Sources and Further Information: Hydroponic Plant Foods
Hyponex: Available from most nurseries and garden supply stores. Manufactured by The Hydroponic Chemical Company, Dept. TMEN, Copley, OH 44321.
Dr. Chatelier’s Plant Food: Check your local nursery or write directly to the company at P.O. Box 20375, Dept. TMEN, St. Petersburg, FL 33742. These folks are nice people to do business with and they make a fine plant food.

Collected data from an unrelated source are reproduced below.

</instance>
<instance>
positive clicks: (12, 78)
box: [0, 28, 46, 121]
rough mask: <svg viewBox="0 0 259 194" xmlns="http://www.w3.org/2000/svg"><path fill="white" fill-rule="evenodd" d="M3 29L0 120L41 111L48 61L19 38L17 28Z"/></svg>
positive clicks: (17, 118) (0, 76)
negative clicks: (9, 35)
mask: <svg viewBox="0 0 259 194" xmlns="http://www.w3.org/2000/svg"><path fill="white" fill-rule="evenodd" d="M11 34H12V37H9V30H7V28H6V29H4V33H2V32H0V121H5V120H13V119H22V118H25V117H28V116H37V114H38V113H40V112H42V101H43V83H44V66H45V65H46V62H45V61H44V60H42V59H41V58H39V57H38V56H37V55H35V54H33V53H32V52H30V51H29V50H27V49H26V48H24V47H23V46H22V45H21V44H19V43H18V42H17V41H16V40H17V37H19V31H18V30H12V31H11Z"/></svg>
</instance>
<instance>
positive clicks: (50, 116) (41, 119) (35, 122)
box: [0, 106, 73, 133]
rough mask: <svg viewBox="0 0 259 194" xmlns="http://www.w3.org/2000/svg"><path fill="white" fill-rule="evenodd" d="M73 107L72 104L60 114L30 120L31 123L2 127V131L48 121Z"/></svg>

Miracle Gardens, Inc.: This is the same company that makes the automated hydroponic garden mentioned in the article. It also sells a liquid plant food (other brands come in granular form, which must be dissolved in water). Miracle Gardens. Inc., 47 Hall St., Dept TMEN, Brooklyn, N.Y. 11205.
Books About Hydroponics
There are so many titles out now on hydroponics that I’m ashamed to admit that I haven’t been able to keep up with all of them. One of the classics in the field, though, is Beginner’s Guide to Hydroponics, by James S. Douglas, Drake Publishers, Inc., New York, 1973, $3.95 . . . available from MOTHER’s Bookshelf.
My own book, The Survival Greenhouse, discusses the subject, covers many of our other experiments with greenhouse vegetable gardening, and is one of the very few sources of information on “organic” hydroponic gardening. It’s available for $7.50, plus 75¢ postage and handling from Walden Foundation, P.O. Box 5, El Rito, N.M. 87530 or from MOTHER’s Bookshelf. — J.D.